Ma ci andreste voi, in questo momento, a Palazzo Chigi al posto di Giuseppi? Davvero vi cambiereste con l’avvocato pugliese che si arrabatta dal secondo piano del nobile edificio di Piazza Colonna a impartire direttive su un futuro incognito, gestendo quel che resta dell’ex sistema sanitario più attrezzato d’Europa, sapientemente ridimensionato da dieci anni di tagli isterici alla spesa sanitaria nazionale dettati dallo spartito tedesco?



Anche no.

Altro dilemma. Siete il Presidente della Repubblica, persona perbene e onestamente calata nel suo ruolo istituzionale. Vi viene a trovare il leader – indiscusso, per consenso elettorale espresso e potenziale e per grinta psicofisica – del principale partito di opposizione, e voi siete il capo dello Stato. Vi dice: facciamo un governissimo, guidato da un supertecnico superpartes supercortemaggiore come Mario Draghi, e sostituiamolo all’attuale capo del Governo, andandoci a contare in Parlamento per trovare i voti che lo sostengano. Considerato che l’attuale Parlamento è come quella canzone di Aznavour che diceva: “I giochi dell’amore io li ho giocati tutti”; che il leader proponente tollera nel vertice del suo partito luogotenenti che predicano tuttora apertamente l’Italexit; e che nemmeno all’interno della stessa opposizione sono tutti d’accordo con lui; in queste condizioni accettereste il consiglio di fare il governissimo?



Anche no.

È questa la forza di Giuseppe Conte: la forza della debolezza altrui, peggiore della sua, e della difficoltà congiunturale, gravissima, senza precedenti. Senza precedenti sul piano sanitario, perché l’epidemia di coronavirus uccide relativamente poco ma potrebbe uccidere molto di più se la quantità dei contagi mandasse in tilt l’accettabile reattività del sistema sanitario. Senza precedenti sul piano economico.

Il guaio è che Conte non fa nemmeno – almeno per ora – quel che può fare un debole: chiedere aiuto.

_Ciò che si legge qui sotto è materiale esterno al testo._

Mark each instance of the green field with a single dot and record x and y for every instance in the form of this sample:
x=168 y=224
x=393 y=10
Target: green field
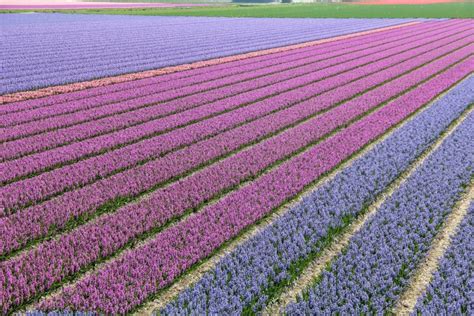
x=319 y=10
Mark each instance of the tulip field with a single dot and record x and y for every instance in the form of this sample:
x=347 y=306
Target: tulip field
x=223 y=166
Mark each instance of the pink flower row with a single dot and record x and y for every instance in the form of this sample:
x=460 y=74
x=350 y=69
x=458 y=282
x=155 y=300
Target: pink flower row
x=197 y=83
x=172 y=109
x=56 y=181
x=128 y=281
x=194 y=75
x=105 y=236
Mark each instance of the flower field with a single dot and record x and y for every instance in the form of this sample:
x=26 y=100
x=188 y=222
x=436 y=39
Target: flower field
x=197 y=166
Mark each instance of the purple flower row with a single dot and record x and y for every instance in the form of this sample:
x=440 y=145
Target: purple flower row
x=197 y=106
x=451 y=291
x=129 y=280
x=243 y=279
x=18 y=229
x=49 y=49
x=209 y=80
x=36 y=188
x=372 y=272
x=39 y=161
x=87 y=244
x=194 y=76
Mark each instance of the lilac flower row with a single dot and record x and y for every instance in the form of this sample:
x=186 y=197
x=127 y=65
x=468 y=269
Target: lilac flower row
x=35 y=188
x=372 y=272
x=86 y=244
x=451 y=291
x=212 y=80
x=233 y=286
x=27 y=225
x=129 y=280
x=197 y=105
x=194 y=76
x=39 y=161
x=37 y=44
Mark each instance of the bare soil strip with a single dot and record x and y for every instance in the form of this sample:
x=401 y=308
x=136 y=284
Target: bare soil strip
x=424 y=273
x=188 y=279
x=24 y=95
x=316 y=267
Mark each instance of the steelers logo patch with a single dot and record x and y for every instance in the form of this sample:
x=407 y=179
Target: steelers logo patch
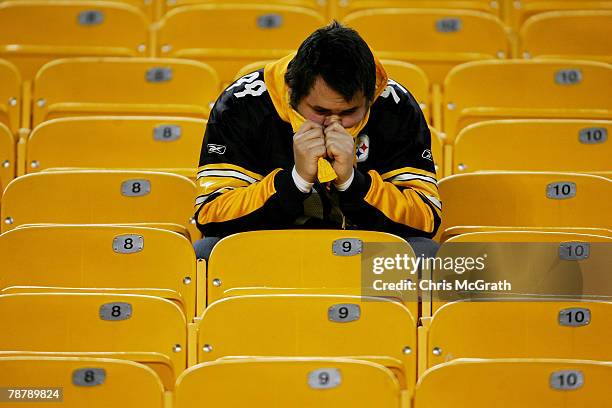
x=362 y=148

Non sul piano delle competenze: i virologi italiani sono tra i più bravi del mondo e la nostra sanità – nonostante i dieci anni di picconamento ispirati dalla soldataglia politica filotedesca guidata prima e ispirata poi dai suoi numerosi e prezzolati capetti à la Mario Monti – è ancora eccellente. No: l’aiuto da chiedere è economico. Non chiederlo, anzi: imporlo.



Oggi è fissato a Palazzo Chigi un vertice tra il governo e le parti sociali unite, sindacati dei lavoratori e sindacati padronali. L’economia è in ginocchio. Domanda interna ai minimi, crollo dei consumi elettrici, export dimezzato, boicottaggi commerciali in mezzo mondo, spontanei e speculativi. Serve una valanga di soldi subito per compensare l’evaporazione dei fatturati e lo spettrale profilarsi dei default, fallimenti in italiano: secondo una società di analisi e monitoraggio quotata come la Cerved, se continua così il 10% delle imprese chiudono i battenti. Ve l’immaginate l’Italia col 10% di disoccupazione in più?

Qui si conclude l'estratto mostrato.